La ceguera ante la obesidad: ¿Por qué el 25% de peruanos ignora una crisis de salud?
Estudio revela que la culpa, el miedo, el estigma y la propia percepción del cuerpo pueden retrasar la búsqueda de ayuda médica. Investigadores identificaron ocho formas distintas de vivir con sobrepeso y obesidad.

Fuente de imagen: La República
Un estudio antropológico revela que uno de cada cuatro ciudadanos con exceso de peso no reconoce su condición, atrapados entre el estigma médico y una cultura que premia el exceso.
En un país donde la obesidad ya se posiciona como la segunda causa de morbilidad entre adolescentes —con más de 100,000 casos registrados al 2026—, las cifras de autopercepción resultan alarmantes. Según un reciente estudio antropológico liderado por Roberto Guarnieri y la firma Adium Perú, uno de cada cuatro peruanos con un Índice de Masa Corporal (IMC) compatible con sobrepeso u obesidad no identifica su estado como un problema de peso. Esta desconexión no es un simple error de cálculo personal; es el síntoma de un sistema que ha fallado en comunicar los riesgos sin caer en el juicio, permitiendo que factores culturales y emocionales levanten un muro de negación frente a una emergencia sanitaria evidente.

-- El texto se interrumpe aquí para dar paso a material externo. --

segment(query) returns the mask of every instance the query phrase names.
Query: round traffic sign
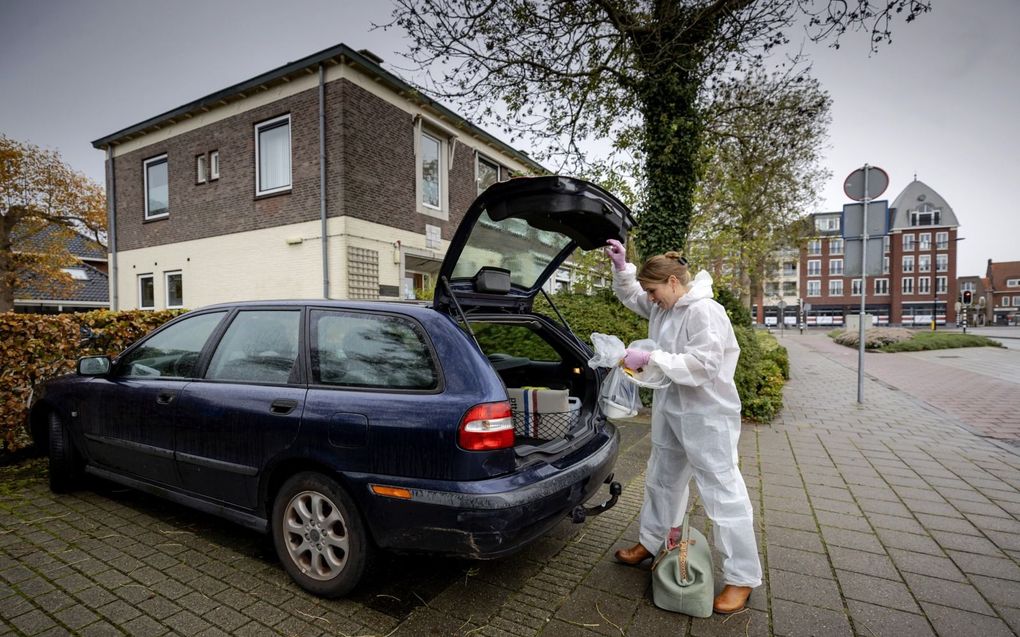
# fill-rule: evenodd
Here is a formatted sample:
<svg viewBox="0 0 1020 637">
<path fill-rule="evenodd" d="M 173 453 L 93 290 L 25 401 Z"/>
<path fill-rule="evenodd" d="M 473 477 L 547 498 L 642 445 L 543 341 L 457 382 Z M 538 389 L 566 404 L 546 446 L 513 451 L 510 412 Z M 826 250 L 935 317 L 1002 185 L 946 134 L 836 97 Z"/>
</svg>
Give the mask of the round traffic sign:
<svg viewBox="0 0 1020 637">
<path fill-rule="evenodd" d="M 868 192 L 864 192 L 864 172 L 867 171 Z M 864 164 L 863 168 L 858 168 L 847 176 L 843 182 L 843 192 L 854 201 L 864 201 L 865 199 L 875 199 L 885 192 L 889 187 L 889 175 L 877 166 Z"/>
</svg>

El peligro de romantizar el exceso de peso
El estudio identifica que la cultura peruana juega un rol ambivalente y, a veces, perjudicial. Para Guarnieri, la comida en el Perú no es solo nutrición, sino una moneda de afecto y un símbolo de progreso social. En muchos entornos, servir porciones excesivas o repetir el plato es sinónimo de hospitalidad y bienestar. ¿Cómo puede el Estado implementar políticas de prevención efectivas si la base del problema está camuflada bajo la etiqueta de ‘éxito’ o ‘cariño’? La investigación subraya que el mayor acceso al consumo se asocia erróneamente con una mejora en la calidad de vida, ignorando las consecuencias metabólicas.
Siete de cada diez ciudadanos temen al consultorio
La barrera para frenar esta epidemia no es solo mental, sino institucional. La investigación revela que cerca del 70% de los participantes con exceso de peso manifestó temor o preocupación de acudir a una consulta médica. Según la internista Mayra Guerrero, el estigma y las malas experiencias previas alejan al paciente, quien prefiere el silencio antes que ser juzgado por su peso. Si los propios profesionales de la salud encuentran dificultades para abordar la obesidad sin generar rechazo, el sistema sanitario está empujando a los ciudadanos hacia la postergación de sus diagnósticos.
Identidades que bloquean el diagnóstico clínico
El informe detalla ocho perfiles de convivencia con el peso, desde los ‘Culpados silenciosos’ hasta los ‘Curvys’ y ‘Body positive’. Estos últimos presentan un desafío crítico para la salud pública: cuando el peso se vincula estrechamente con la identidad y la reivindicación corporal, el riesgo médico suele quedar en segundo plano. Aunque el 62,7% de los encuestados afirma aceptar su cuerpo sin negar los riesgos de salud, la realidad es que el miedo a la información difícil y la autonomía mal informada (el perfil ‘El médico soy yo’) siguen ganando terreno a la intervención médica oportuna.
Lo que falta aclarar
- ¿Qué acciones concretas está tomando el Ministerio de Salud para cerrar la brecha de autopercepción en una población que asocia culturalmente el sobrepeso con el bienestar?
- Ante el dato de que 7 de cada 10 pacientes temen la consulta, ¿qué protocolos de sensibilización se están implementando para que el personal médico deje de ser una barrera de acceso?
- ¿Cómo planean las autoridades contrarrestar la tendencia de los pacientes a ‘autogestionar’ su condición basándose en investigaciones propias, ignorando el tratamiento multidisciplinario necesario?